- Born: 1960 (age 65–66)
- Citizenship: Lebanese
- Education: Saint Joseph University
- Title: Judge

= Fadi Sawan =

Lebanese military investigative judge (born 1960)

Fadi Sawan (Arabic: فادي صوّان, born in 1960) is a Lebanese military investigative judge, who became known after being assigned with the immense task of investigating the 2020 Beirut Port explosion, one of the largest non-nuclear blasts in history, the 2,750 tonnes of ammonium nitrate that killed more than 200 people, wounded over 6,000 and destroyed much of Beirut, the capital of Lebanon, on August 4, 2020.

In a country where political influence over the judiciary is a problem, which is part of corruption in Lebanon, he was known for his honesty and integrity and for not receiving instructions from politicians, thus many doubted that he could accomplish his task. As a result, in February 2021, he was removed from the probe, which will further delay the investigation. This in turn sparked a new wave of demonstrations, as part of the 2019–2021 Lebanese Revolution, with the participation of the families of the victims. The move was widely condemned, as being planned by the Lebanese authorities, who were under of extensive pressure to provide answers for the crime, which have not yet seen the light six months after the explosion.

== Biography ==
A Maronite Christian, born in 1960, he is a Saint Joseph University alumnus and has more than thirty years of experience in judiciary.

He became advocate general then investigative judge in Baabda, and since 2009 he has been the investigating judge at the military court, where he developed an expertise in terrorism cases, in which he delivered hundreds of verdicts against ISIS, Al-Nusra, and other takfiris and terrorist groups, in Lebanon. He is also known to be one of the few who issued indictments against the Islamist Ahmed Al-Assir and the other groups who fought the Lebanese Army.

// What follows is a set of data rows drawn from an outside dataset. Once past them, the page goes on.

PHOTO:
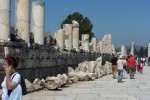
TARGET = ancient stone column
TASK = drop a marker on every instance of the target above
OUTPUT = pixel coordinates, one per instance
(23, 19)
(113, 48)
(5, 20)
(132, 49)
(93, 41)
(123, 50)
(148, 50)
(109, 38)
(60, 39)
(68, 36)
(101, 46)
(38, 21)
(76, 38)
(85, 42)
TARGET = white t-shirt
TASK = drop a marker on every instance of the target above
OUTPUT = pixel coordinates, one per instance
(120, 63)
(16, 78)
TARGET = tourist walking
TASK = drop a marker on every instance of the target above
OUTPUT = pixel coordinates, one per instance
(141, 67)
(11, 85)
(120, 64)
(114, 65)
(132, 66)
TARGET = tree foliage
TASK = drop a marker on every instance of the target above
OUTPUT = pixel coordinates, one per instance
(85, 25)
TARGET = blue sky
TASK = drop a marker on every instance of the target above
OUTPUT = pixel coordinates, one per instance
(126, 20)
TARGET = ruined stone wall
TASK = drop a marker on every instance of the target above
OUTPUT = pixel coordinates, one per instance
(41, 61)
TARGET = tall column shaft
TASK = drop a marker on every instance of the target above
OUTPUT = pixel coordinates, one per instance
(23, 19)
(123, 50)
(132, 49)
(85, 42)
(101, 46)
(38, 21)
(60, 39)
(94, 43)
(68, 36)
(149, 50)
(5, 19)
(76, 38)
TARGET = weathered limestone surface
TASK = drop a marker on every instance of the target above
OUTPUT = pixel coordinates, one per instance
(123, 50)
(85, 42)
(149, 50)
(93, 41)
(68, 36)
(132, 49)
(38, 21)
(60, 39)
(23, 19)
(5, 20)
(105, 88)
(76, 38)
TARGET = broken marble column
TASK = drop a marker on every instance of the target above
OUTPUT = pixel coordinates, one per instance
(5, 20)
(38, 21)
(60, 39)
(123, 50)
(113, 48)
(132, 49)
(149, 50)
(76, 38)
(85, 42)
(109, 38)
(93, 41)
(75, 25)
(101, 46)
(68, 36)
(22, 27)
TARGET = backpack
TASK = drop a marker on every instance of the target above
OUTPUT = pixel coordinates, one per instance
(22, 84)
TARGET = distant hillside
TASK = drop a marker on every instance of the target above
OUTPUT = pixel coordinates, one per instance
(138, 47)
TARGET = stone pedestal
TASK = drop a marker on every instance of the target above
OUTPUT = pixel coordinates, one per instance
(5, 20)
(38, 22)
(60, 39)
(76, 38)
(23, 19)
(68, 36)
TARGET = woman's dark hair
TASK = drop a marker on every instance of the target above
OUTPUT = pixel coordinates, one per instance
(12, 61)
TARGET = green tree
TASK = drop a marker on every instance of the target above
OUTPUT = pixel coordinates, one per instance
(85, 25)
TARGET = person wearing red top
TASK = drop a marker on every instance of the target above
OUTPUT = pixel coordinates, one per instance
(131, 65)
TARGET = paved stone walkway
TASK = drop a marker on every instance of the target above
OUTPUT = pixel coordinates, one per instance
(104, 88)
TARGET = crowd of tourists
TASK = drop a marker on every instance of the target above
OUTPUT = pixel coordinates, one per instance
(130, 65)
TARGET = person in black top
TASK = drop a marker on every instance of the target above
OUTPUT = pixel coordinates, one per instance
(114, 65)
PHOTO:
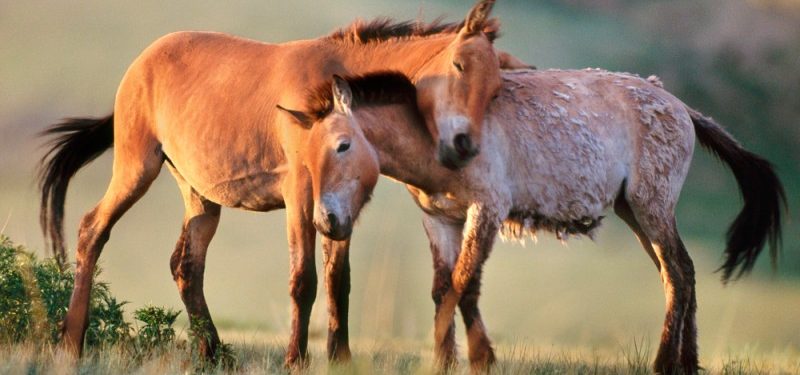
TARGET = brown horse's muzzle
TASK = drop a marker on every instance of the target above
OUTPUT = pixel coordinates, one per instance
(332, 224)
(459, 153)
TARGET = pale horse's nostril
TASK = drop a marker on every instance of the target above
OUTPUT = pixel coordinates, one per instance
(332, 221)
(462, 143)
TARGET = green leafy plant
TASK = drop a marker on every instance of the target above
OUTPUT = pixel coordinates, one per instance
(157, 332)
(34, 296)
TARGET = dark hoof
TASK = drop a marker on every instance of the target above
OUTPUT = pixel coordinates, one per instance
(294, 361)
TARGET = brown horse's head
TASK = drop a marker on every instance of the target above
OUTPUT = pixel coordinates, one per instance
(455, 87)
(343, 165)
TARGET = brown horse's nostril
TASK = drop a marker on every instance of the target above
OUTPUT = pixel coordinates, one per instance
(332, 221)
(463, 144)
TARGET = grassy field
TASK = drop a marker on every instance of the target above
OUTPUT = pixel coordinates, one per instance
(582, 308)
(256, 353)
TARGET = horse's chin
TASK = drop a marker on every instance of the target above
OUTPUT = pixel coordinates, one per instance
(339, 233)
(453, 160)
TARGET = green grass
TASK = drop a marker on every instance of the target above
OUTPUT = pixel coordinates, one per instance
(263, 354)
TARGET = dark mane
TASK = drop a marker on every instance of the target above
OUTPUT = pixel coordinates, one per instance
(384, 28)
(372, 89)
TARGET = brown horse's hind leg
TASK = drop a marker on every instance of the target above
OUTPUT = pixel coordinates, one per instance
(689, 352)
(445, 241)
(481, 353)
(188, 264)
(623, 210)
(303, 275)
(133, 174)
(337, 282)
(677, 352)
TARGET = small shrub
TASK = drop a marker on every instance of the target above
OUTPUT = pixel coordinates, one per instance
(34, 297)
(157, 332)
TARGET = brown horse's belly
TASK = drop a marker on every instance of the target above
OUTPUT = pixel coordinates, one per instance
(255, 192)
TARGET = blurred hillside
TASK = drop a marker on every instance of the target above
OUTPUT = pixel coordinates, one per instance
(735, 60)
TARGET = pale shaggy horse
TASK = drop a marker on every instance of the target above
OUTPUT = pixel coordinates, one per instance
(205, 103)
(559, 148)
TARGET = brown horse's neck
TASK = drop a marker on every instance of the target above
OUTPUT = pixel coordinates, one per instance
(405, 55)
(404, 147)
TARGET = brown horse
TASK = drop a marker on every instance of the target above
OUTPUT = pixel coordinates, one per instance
(559, 148)
(206, 104)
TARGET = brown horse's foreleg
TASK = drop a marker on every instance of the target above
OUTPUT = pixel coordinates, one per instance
(303, 275)
(337, 282)
(445, 241)
(128, 183)
(188, 264)
(479, 234)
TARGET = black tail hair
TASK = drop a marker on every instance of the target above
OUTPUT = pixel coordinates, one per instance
(762, 192)
(75, 143)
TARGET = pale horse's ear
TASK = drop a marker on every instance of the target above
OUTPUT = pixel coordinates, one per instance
(477, 17)
(298, 117)
(342, 95)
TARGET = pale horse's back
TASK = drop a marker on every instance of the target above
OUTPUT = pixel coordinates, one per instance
(576, 137)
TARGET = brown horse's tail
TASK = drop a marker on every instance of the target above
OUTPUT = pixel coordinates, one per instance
(762, 192)
(75, 143)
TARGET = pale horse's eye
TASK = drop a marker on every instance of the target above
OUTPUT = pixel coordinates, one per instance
(344, 146)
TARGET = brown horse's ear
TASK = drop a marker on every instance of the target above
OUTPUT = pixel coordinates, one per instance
(477, 17)
(342, 95)
(301, 118)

The Supreme Judicial Council appointed him as the forensic investigator in the Beirut Port bombing that took place on August 4, 2020. However, In February 2021, the Lebanese court removed him from his of position, following legal challenges by Lebanese officials who he had previously accused of the "negligence" that led to the blast. The move, which is believed to be planned on purpose, will further delay the investigation that had already faced violent political opposition. He also faced criticism from the Shiite Hezbollah and the Sunni former Prime Minister Saad Hariri. He was removed from the case on February 18, 2021, after the request from 2 ex-ministers Ghazi Zeaiter and Ali Hassan Khalil, both lawmakers for the speaker Nabih Berri's Amal Movement, the ally of Hezbollah, the two he had already charged in the case, a move condemned by the Human Rights Watch.